Publié le 01/06/2026

Avec la revalorisation automatique du SMIC au 1er juin, les salaires se font mécaniquement « rattraper » ce que nous essayons de stopper en demandant l’indexation de tous les salaires sur les prix.

Mais il arrive aussi que les plus bas salaires se fassent « dépasser » par le SMIC, ce qui est interdit : aucun salarié ne peut en France être rémunéré en dessous du SMIC. Cette situation devrait alerter sur la faiblesse des salaires pratiqués dans des entreprises. Au contraire, des directions se mettent à invoquer des primes diverses qu’elles additionnent au salaire pour prétendre respecter le SMIC. On pense par exemple à la Maroquinerie du Cézallier du groupe Fleurus, ou encore SIS à Vesoul (avec des grilles en dessous des salaires minima de branche !). Des délégué·es s’interrogent légitimement sur les éléments de salaire à prendre en compte pour vérifier la conformité avec le salaire minimum.

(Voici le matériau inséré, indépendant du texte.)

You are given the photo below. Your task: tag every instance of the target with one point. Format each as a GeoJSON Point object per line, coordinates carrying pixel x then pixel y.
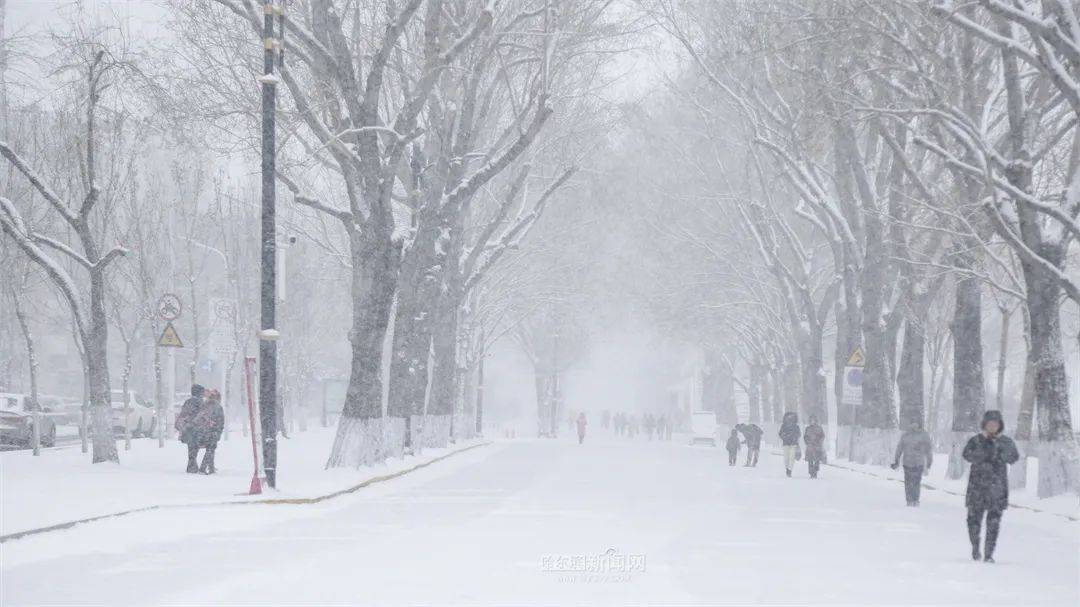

Pour y répondre il faut garder à l’esprit que le SMIC est un SALAIRE minimum, c’est donc à un salaire qu’il doit être comparé, c’est-à-dire à la partie de rémunération qui vient en contrepartie du travail. Le décret qui édicte les choses en la matière a malheureusement une approche un peu plus large en intégrant les « majorations diverses ayant le caractère de fait d'un complément de salaire », laissant de la place à l’interprétation. Le décret précise en revanche clairement que « sont exclues les sommes versées à titre de remboursement de frais, les majorations pour heures supplémentaires prévues par la loi et la prime de transport » (article D3231-6 du code du travail). Cela étant dit, la Cour de cassation est venue resserrer la définition dans les années 2000 en jugeant que doivent seules être prises en compte les « sommes versées en contrepartie du travail », et non plus celles versées « à l’occasion du travail » (voir par exemple Cour de cassation 7 avril 2010, n°07-45.322 ; 20 janv. 2012, n°10-21.240), avec une tendance à exclure les sommes non directement liées à l’accomplissement du travail réalisé. Doivent ainsi être absolument exclues les primes repas, les éléments variables (intéressement, participation...), PPV, prime de présentéisme etc.

De plus, le SMIC est un salaire minimum HORAIRE, le taux horaire se doit donc d’être supérieur au smic horaire fixé au 1er juin à 12,31€ (1867,02 € brut par mois). 

Un peu d’histoire

La garantie d’un salaire minimum est prévue pour la première fois en 1915 pour les travailleuses à domicile de l’industrie du vêtement ; elle s’étend ensuite à d’autres secteurs comme la maroquinerie, avant de se généraliser à partir de 1936 à travers les conventions collectives, parmi les conquêtes du Front populaire. Il faut attendre 1950 pour que la loi vienne fixer un salaire minimum national avec le « SMIG », indexé sur l’indice général des prix dès 1952. A la suite des négociations de Grenelle après les grèves de 1968, et après avoir été augmenté de 35% (on est loin des 2,4% de juin 2026 !), le SMIC » est créé en 1970.

D’après la loi, ce « salaire minimum interprofessionnel de croissance » est censé assurer aux salarié·es « 1° la garantie de leur pouvoir d'achat » et « 2° une participation au développement économique de la nation » (rappelant au passage qu’augmenter les salaires c’est relancer l’économie…). Le SMIC porte en lui l’idée que le salaire, c’est-à-dire le travail, doit garantir un certain niveau de vie minimum.